Com a publicação de uma Resolução do Conselho Nacional de Justiça (CNJ), em 2015, as chamadas audiências de custódia tornaram-se uma realidade no ordenamento jurídico brasileiro. Apesar de não terem sido originadas por lei, as sessões passaram rapidamente a ser realizadas em todos os estados brasileiros. Em 2019, o Congresso Nacional aprovou a Lei 13.964, que incluiu o novo instrumento no Código de Processo Penal. Até hoje, foram realizadas 761,2 mil audiências.

As audiências de custódia consistem na apresentação da pessoa que foi presa em flagrante (em sua maioria por crimes como tráfico de drogas, roubo, furto e violência doméstica), no prazo máximo de 24 horas após a prisão, a um juiz, em uma audiência na qual também estarão presentes o Ministério Público e a Defensoria Pública ou o advogado do preso. As principais premissas da medida são verificar a legalidade da prisão (identificar se há meios para concessão de liberdade ao autuado); mensurar a integridade física e psíquica do preso e apurar eventuais maus-tratos por parte de agentes policiais.

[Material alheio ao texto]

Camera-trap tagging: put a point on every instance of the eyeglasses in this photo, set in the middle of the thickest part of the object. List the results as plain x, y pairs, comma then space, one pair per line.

A medida é polêmica. De um lado, o CNJ sustenta que as audiências asseguram maior proteção aos direitos humanos, combatem a superlotação carcerária e dão celeridade aos procedimentos. Por outro lado, há críticas devido ao alto número de liberações de presos – quase 40% de todas as audiências resultam em concessão de liberdade com ou sem medidas cautelares diversas da prisão, ainda que as prisões tenham ocorrido em flagrante – e aos altos custos materiais e humanos necessários para a realização dos atos. Além disso, para autoridades policiais, a medida é fundamentada no argumento preconceituoso de que, como regra, os agentes policiais cometem abusos ao efetuar prisões.

Como funcionam as audiências de custódia

A instauração dessas audiências se fundamentou no art. 9º do Pacto Internacional de Direitos Civis e Políticos das Nações Unidas e no art. 7º da Convenção Americana sobre Direitos Humanos (Pacto de São José da Costa Rica). “Toda pessoa presa, detida ou retida deve ser conduzida, sem demora, à presença de um juiz ou outra autoridade autorizada por lei a exercer funções judiciais e tem o direito de ser julgada em prazo razoável ou de ser posta em liberdade, sem prejuízo de que prossiga o processo. Sua liberdade pode ser condicionada a garantias que assegurem o seu comparecimento em juízo”, cita o item referente ao tema, presente no Pacto de São José da Costa Rica.

A Resolução 213, do CNJ – publicada em dezembro de 2015 durante a gestão do ministro do STF Ricardo Lewandowski na presidência do órgão –, determinou que todos os estados do Brasil implantassem a medida. As audiências são válidas para qualquer espécie de crime - com exceção daqueles de menor potencial ofensivo, que não admitem prisão em flagrante -, desde que não tenha sido arbitrada fiança ao preso pela própria autoridade policial; situação em que ele não será apresentado em juízo.

Durante a audiência, haverá obrigatoriamente representantes do Ministério Público, além do advogado do autuado – ou a Defensoria Pública, caso o preso não tenha constituído advogado até o momento. Durante a sessão, é proibida a presença dos agentes policiais responsáveis pela prisão ou pela investigação.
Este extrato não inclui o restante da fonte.